Description of impactReviews
"The book aims at introducing modern statistical small area estimation methodologies into the framework of spatial microsimulation modelling for a comprehensive presentation, providing a novel approach with much potential in comparative social research and regional statistics production. In my opinion, the strongest methodological developments are in the techniques of generating synthetic spatial microdata at small area levels. This book will be attractive for students, in economics, social sciences and statistics in particular. The increasing use of both SAE and microsimulation methods in different areas of society, such as social planning by government institutions and official or public statistics production by national and international statistical agencies. Finally, I want to congratulate the authors for writing a nice and well readable book on a quite complicated topic."

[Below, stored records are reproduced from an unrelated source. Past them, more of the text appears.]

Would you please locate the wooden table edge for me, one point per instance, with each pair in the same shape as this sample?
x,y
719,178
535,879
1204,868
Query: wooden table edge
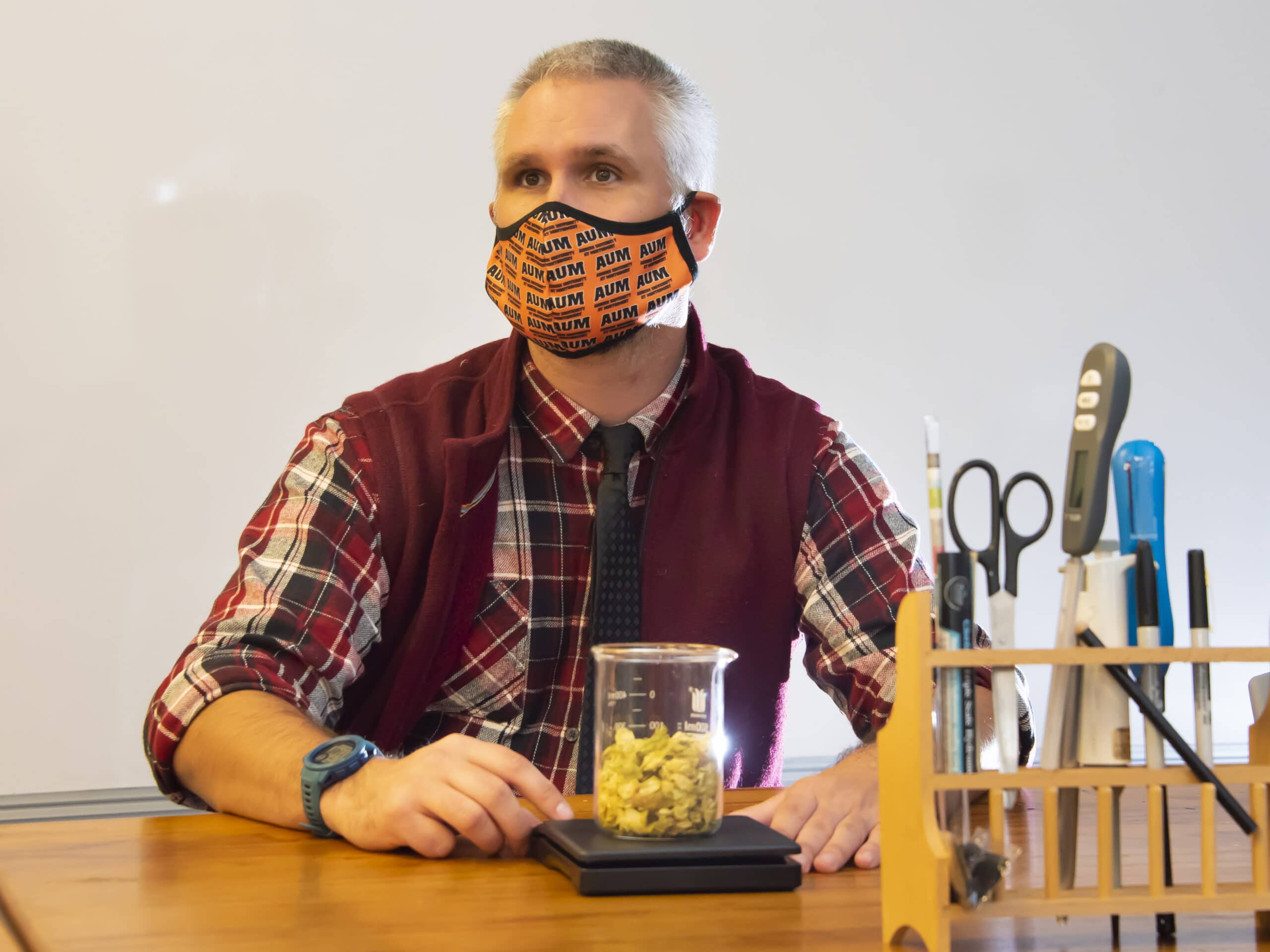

—Prof. Risto Lehtonen, University of Helsinki
". . .an interesting read for both beginning and more experienced microsimulation modellers. The two authors are well known within the microsimulation community. In this book, they share their experiences and insights into both the more theoretical and empirical aspects of microsimulation modelling. Across disciplines, there are several approaches towards the simulation or projection of small area statistics. However, since these different disciplines make use of different terminologies, there is less cross-pollination than expected (or hoped for). The aim of this book is to show and explain different approaches of small area estimation that are used in different research fields. The book gives an extensive theoretical and empirical overview of different microsimulation techniques and can be of relevance to researchers who want to expand their knowledges on ways to estimate small area characteristics."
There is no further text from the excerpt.